The core hypothesis asserts that lower perplexity in prompts corresponds to superior task performance due to increased familiarity with the model's training data. The paper refrains from direct training data access, which is typically prohibitive, instead recommending perplexity as a proxy measure. This methodology facilitates prompt selection even in the absence of substantial labelled datasets. SPELL involves augmenting an initial seed of manually curated prompts through paraphrasing with GPT-3 and backtranslation, followed by selecting prompts based on their perplexity ranking. Figure 1

Figure 1: Accuracy vs.~perplexity for the AG News dataset with OPT 175b. Each point denotes a distinct prompt.

Experimental Validation

The empirical evaluation spans four auto-regressive models—OPT (in configurations of 1.3b, 30b, and 175b parameters) and Bloom (176b parameters)—across a broad array of tasks, including word prediction and classification. The analysis confirmed that lower-perplexity prompts generally yield better results, with statistically significant negative correlations across most tasks. This is illustrated in tasks like AG News classification, where substantial accuracy disparities of up to 30 points were observed among manually curated prompts. Figure 2

Figure 2

Figure 2: Score of correct label vs. perplexity for the word-level translation task with OPT 175b. Blue points represent prompts using quotation marks.

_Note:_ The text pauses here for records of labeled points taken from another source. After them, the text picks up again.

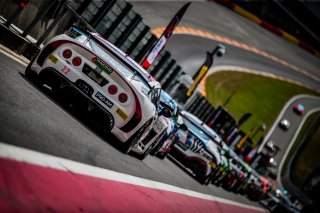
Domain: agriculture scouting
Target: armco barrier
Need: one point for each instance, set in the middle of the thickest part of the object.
(269, 27)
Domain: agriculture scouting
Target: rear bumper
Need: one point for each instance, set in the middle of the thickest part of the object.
(74, 95)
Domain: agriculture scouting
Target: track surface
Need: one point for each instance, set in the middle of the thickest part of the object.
(189, 51)
(31, 119)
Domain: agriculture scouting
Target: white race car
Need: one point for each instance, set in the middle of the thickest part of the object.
(96, 77)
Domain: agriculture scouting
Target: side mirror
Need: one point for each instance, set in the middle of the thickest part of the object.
(183, 127)
(165, 112)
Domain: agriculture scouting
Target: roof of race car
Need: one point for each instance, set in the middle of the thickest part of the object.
(120, 54)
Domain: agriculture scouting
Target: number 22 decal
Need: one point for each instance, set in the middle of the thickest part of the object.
(65, 70)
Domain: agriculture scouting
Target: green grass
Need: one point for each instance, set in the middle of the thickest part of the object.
(308, 159)
(263, 96)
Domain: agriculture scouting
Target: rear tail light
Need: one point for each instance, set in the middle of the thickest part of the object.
(67, 53)
(76, 61)
(112, 89)
(123, 98)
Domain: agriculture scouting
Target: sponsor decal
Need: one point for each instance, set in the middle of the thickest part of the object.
(102, 65)
(52, 58)
(121, 114)
(104, 100)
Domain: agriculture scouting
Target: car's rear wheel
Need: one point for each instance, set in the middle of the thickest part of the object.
(150, 148)
(31, 76)
(127, 146)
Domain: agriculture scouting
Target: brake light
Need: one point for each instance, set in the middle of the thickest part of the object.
(123, 98)
(76, 61)
(67, 53)
(112, 89)
(49, 49)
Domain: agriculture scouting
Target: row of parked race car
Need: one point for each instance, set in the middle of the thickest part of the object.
(96, 78)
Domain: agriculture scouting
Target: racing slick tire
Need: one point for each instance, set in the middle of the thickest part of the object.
(128, 145)
(150, 148)
(31, 76)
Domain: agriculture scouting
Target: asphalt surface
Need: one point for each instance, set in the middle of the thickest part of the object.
(189, 51)
(32, 119)
(283, 138)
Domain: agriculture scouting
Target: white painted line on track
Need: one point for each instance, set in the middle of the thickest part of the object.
(25, 155)
(284, 109)
(292, 142)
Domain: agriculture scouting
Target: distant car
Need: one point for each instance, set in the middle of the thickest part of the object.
(298, 108)
(284, 124)
(174, 124)
(272, 148)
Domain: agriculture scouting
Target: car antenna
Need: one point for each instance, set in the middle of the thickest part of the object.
(151, 90)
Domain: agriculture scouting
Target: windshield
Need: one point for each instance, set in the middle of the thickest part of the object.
(166, 100)
(112, 55)
(196, 130)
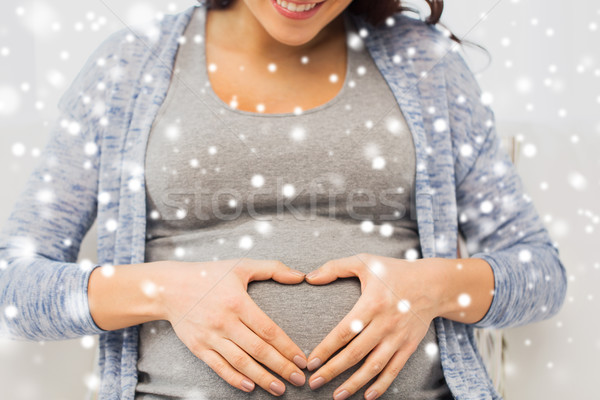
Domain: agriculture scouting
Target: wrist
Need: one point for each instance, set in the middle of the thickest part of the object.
(463, 287)
(438, 284)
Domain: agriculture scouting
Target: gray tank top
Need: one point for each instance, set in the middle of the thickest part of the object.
(331, 182)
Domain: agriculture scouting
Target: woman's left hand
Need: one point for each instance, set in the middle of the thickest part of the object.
(398, 301)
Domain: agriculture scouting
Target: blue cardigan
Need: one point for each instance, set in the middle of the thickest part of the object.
(92, 167)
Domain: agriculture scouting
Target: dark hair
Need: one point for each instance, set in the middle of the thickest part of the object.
(375, 11)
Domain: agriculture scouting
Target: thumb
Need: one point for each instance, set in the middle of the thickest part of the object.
(331, 270)
(260, 270)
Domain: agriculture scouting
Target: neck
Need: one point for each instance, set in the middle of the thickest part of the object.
(236, 28)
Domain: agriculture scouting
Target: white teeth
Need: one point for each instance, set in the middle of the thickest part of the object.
(296, 7)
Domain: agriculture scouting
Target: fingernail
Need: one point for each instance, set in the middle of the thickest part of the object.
(312, 274)
(277, 387)
(344, 394)
(297, 379)
(314, 363)
(317, 383)
(246, 384)
(299, 361)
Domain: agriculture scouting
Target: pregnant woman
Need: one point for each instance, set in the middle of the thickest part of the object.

Prompt Expansion and Selection

The automatic expansion process utilizes GPT-3 for paraphrasing from a seed set of prompts, followed by backtranslation to enrich prompt variety. The final selection via SPELL leverages the perplexity measure, assuring minimal human intervention while optimizing task performance. The paper documents that SPELL's chosen prompts outperform manual attempts by approximately 1.8 points with OPT 175b and 3.6 points with Bloom on average. Figure 3

Figure 3: Accuracy with k lowest perplexity prompts compared to the average accuracy of manual prompts for Tweet Offensive and Newspop tasks.

Discussion and Implications

The findings reveal that prompt performance is heavily model-specific, as depicted by the minimal overlap between effective prompts across different models. This necessitates tailored analysis for each model when developing a low-perplexity prompt base. Furthermore, the magnitude of perplexity's impact varies by task, suggesting deeper integrations of task-specific characteristics in future prompt design strategies.

Conclusion

The paper elucidates a decisive link between prompt perplexity and task efficacy in LLMs, alongside proposing a pragmatic method for prompt selection that reduces development overhead. While primarily validated on OPT and Bloom models, SPELL underscores the potential for broad application across other LLM architectures and tasks.

In closing, the insights and methodologies presented facilitate enhanced comprehension and optimization of prompts for real-world LLM applications, poised to advance the state-of-the-art in adaptive, automated prompt engineering.